Engineering Manager · TIDAL (Block Inc.)
SRE Operating Model Rollout
Reduced MTTR by 50% and lifted reliability scores by 80% across 14 product teams.
Context
TIDAL’s music streaming footprint spanned mobile, living room, and partner integrations, but SRE responsibilities were fragmented across 14 squads. Only a handful of services had meaningful SLOs, incident reviews, or ownership metadata, which made it difficult to prioritise resilience along with feature work.
My Role
As the Engineering Manager for TIDAL’s SRE group I was accountable for the roadmap, stakeholder alignment, and the coaching plan that helped every squad adopt SRE practices. I facilitated executive readouts on reliability metrics, unblocked budget for tooling, and paired with tech leads while they defined SLOs, runbooks, and automation guardrails.
What I Led
- Partnered with Engineering and Product leadership to tie SLOs, SLIs, runbooks, and service-tier classifications to business objectives and OKRs.

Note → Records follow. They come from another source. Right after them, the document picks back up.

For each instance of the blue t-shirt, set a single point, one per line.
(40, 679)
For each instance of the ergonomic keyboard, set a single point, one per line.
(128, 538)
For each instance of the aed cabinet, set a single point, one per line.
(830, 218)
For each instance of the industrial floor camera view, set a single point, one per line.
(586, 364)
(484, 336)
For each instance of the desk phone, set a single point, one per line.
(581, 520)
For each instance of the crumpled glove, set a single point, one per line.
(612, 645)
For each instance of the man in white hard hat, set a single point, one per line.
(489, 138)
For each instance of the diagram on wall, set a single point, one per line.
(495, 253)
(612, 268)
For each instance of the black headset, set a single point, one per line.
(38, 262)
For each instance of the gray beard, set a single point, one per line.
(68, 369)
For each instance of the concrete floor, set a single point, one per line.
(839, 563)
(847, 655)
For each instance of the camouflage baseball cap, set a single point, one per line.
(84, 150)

- Ran enablement workshops that walked teams through defining customer journeys, calculating error budgets, and building actionable dashboards.
- Embedded with squads to co-author runbooks and automate incident escalation paths through the IDP, so documentation lived where engineers already worked.

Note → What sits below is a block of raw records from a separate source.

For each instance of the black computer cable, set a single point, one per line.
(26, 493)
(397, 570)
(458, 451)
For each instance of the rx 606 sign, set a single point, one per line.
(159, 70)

- Introduced post-incident coaching sessions plus DORA metrics reporting to keep continuous improvement visible to executives.
Results
- All 14 product teams adopted the model; incident MTTR dropped by half while platform reliability scores rose 80%.
- Service-tier clarity aligned investment with risk, enabling deliberate trade-offs during roadmap planning.
- Runbooks and automated incident flows are now part of the standard definition of done, giving new teams a proven playbook from day one.
Technologies & Tools
Technologies & Tools Used
DataDog
PagerDuty
Docker
AWS ECS
Terraform
Python
Go
AWS Secret Manager
AWS
DORA Metrics
Error Budgets
SLO/SLI